We were reminded that we must be aware of our intentions and where our compass is leading us. We must not only be aware of where we are going and of our actions but what is guiding us as well. We must conduct ourselves not only with the Lasallian core values (recognizing the dignity of every single individual, concern for the poor and social justice, faith, providing a quality education, and providing an inclusive community) but with compassion and love. During one session where the second-year Lasallian Volunteers spoke about the struggles that they encountered at their sites, I saw the good intentions and love that they harbored for what they do at their sites. It resembled an endless and powerful ocean … something that terrifies me due to its power and the uncertainty of what resides within it. As they spoke, the waves from their ocean of good intentions bashed against their sternums like unstoppable waves moving around a stubborn light house. The waves threatened to break through the lone lighthouse of their own limitations and more uncontrollable (systemic) obstacles that stood in its way. And it was beautiful. But I also saw the sorrowful retreat of these powerful waves receding (but by no means defeated) when they realized that the issues they sought to fix were so deeply rooted at its base. And finally, the realization that water wears down stone over time, and one day if there is no one to come to reinforce or repave the stone, it will topple over itself. The water will then run free and get to where it needs to go. There were moments where people mentioned that at times you can feel lost, but if you remember where your intentions are coming from, they will not lead you a stray.

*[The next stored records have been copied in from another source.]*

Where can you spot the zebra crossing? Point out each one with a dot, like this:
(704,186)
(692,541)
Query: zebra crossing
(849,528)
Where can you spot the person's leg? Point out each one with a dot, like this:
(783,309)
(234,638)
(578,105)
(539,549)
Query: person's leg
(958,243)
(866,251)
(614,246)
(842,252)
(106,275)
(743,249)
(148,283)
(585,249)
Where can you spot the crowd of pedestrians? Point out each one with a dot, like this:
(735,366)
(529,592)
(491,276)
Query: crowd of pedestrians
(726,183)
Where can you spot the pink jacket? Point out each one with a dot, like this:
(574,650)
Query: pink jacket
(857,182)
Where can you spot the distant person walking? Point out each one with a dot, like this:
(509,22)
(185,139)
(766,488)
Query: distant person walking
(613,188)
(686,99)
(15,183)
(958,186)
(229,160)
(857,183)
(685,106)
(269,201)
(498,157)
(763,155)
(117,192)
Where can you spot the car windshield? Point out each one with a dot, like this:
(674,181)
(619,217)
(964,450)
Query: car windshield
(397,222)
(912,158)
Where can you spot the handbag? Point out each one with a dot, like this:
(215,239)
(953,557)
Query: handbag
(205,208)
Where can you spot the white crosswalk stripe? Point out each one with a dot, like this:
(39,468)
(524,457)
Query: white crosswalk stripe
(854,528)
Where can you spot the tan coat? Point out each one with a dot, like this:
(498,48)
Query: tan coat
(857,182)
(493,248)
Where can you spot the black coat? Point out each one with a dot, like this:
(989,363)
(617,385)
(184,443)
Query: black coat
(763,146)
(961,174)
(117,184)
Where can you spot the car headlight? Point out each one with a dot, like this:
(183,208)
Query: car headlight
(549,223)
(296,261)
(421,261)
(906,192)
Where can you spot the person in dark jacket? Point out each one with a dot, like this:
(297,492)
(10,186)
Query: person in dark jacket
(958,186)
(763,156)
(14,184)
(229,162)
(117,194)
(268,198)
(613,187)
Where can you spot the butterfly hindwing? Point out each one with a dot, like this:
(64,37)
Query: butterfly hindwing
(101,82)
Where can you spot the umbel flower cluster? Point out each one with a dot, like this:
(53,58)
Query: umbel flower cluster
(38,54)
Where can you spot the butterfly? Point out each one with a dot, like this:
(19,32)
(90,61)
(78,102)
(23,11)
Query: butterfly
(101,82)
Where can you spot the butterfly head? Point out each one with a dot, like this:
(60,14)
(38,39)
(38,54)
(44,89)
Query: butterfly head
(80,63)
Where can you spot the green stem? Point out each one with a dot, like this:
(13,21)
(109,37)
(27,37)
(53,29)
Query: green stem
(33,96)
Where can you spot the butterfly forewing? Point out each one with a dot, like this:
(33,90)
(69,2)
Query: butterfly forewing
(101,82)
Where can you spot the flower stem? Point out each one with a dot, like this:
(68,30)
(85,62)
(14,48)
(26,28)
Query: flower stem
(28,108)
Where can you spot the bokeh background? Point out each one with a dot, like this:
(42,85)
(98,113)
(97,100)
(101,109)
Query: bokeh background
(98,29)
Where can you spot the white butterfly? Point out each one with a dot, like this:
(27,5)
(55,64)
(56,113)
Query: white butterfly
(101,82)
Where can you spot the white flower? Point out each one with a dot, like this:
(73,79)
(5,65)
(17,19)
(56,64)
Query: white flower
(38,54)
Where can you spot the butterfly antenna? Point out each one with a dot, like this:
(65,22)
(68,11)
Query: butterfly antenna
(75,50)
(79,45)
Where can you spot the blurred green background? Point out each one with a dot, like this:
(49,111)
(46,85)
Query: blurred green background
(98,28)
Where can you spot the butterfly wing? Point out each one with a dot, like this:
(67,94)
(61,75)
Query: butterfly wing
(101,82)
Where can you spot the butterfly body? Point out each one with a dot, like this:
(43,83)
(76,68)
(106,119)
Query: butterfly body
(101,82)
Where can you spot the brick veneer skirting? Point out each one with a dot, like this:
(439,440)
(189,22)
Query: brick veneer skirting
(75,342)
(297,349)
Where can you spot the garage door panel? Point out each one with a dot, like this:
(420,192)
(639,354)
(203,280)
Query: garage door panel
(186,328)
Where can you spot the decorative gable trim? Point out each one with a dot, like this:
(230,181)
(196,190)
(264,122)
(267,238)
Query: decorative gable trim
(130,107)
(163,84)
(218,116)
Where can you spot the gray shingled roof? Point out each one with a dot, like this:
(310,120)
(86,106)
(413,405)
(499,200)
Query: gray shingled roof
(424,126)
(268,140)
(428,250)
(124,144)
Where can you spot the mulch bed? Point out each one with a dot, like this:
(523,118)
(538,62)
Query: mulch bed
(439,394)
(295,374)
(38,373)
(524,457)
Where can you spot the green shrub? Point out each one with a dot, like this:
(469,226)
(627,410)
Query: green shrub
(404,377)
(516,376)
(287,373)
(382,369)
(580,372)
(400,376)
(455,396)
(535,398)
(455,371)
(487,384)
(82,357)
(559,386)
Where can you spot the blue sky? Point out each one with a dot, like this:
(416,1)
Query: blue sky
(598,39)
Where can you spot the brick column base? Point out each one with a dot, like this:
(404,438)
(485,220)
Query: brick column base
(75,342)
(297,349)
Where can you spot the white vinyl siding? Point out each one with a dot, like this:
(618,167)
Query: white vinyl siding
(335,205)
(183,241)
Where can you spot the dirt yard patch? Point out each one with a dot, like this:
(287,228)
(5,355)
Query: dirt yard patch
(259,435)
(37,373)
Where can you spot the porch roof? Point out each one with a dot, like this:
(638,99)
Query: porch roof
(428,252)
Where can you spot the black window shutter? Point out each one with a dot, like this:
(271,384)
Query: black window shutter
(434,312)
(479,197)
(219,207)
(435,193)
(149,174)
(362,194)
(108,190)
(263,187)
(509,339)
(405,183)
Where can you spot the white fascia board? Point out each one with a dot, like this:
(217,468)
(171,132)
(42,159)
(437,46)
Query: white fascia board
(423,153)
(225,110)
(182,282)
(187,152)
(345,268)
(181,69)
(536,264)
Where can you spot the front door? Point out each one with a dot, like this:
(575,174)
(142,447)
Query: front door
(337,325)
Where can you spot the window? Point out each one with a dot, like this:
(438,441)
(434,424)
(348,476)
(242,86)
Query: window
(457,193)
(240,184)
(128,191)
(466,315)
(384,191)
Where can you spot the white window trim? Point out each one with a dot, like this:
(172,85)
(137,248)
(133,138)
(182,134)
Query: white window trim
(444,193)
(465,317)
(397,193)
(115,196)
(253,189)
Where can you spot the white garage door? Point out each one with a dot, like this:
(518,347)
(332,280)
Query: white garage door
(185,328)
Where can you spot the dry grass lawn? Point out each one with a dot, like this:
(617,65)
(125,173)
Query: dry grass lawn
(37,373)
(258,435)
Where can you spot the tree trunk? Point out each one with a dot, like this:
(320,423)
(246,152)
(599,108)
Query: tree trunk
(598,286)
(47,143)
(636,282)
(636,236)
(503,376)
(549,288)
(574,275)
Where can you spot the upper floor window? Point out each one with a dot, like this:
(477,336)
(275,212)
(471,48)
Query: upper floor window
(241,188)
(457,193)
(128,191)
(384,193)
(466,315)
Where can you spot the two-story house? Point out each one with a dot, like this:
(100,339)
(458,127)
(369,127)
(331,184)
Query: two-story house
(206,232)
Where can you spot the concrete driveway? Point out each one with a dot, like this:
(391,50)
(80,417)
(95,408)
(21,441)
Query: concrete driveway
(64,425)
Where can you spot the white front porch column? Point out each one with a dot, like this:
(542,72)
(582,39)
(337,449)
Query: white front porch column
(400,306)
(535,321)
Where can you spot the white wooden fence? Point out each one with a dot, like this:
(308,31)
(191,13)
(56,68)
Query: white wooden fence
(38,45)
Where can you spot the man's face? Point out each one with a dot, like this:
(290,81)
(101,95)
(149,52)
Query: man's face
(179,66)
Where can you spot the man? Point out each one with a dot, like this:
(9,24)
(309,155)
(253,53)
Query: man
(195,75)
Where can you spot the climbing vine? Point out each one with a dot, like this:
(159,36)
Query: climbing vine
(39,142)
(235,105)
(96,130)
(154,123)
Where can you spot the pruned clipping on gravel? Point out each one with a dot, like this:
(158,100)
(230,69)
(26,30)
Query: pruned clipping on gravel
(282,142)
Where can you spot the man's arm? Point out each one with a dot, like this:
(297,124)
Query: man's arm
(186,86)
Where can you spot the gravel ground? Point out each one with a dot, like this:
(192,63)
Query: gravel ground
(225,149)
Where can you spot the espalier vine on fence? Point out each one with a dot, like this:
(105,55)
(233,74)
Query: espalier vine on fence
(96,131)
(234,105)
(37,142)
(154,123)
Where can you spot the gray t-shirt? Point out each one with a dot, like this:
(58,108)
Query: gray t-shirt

Lastly, you must, above all else, be brave and love. It’s all about love. You must be brave, but this does not mean that you can’t be scared. Everyone fears something, but you must have the courage to push that aside and do what you can for the good of others. But you must be brave to love, whether it is a person, a place, an ideology, or something else entirely. The amount of love and support that my cohort and I had for one another was surreal at times. With that amount of love, you feel like you can do anything with a little bit of time. We had an overabundance of love at Kitson, from the staff, presenters, Brothers and our fellow cohort members. During my time at Kitson, there was not one moment where I felt alone or unsupported. Why? Because of the love that we all had for each other. I have no doubt that the people my cohort will serve will feel that way as well. It all boils down to love. We all have a whole lot of love to give, for our faith and for service and community. The flame that we hold for those things is inextinguishable and forever replenished by our innate drive to do what we can, for who we can, for as long as we can. Though we may not truly save the whole world at the end of the day, when we go out to our service sites and give even a fraction of the love that I felt during Kitson to those we serve, it will be more than enough.
I would like to thank the LV staff, as well as the facilitators, Christian Brothers and Lewis University for organizing and hosting the Kitson Institute. I can honestly say that out of all of the trainings that I have been through (and trust me, I have been through a lot) this has by far been the most valuable. I would not, at all, be as prepared to go and build community and serve others to the best of my ability without Kitson and the experiences that it has provided. From the bottom of my heart, thank you.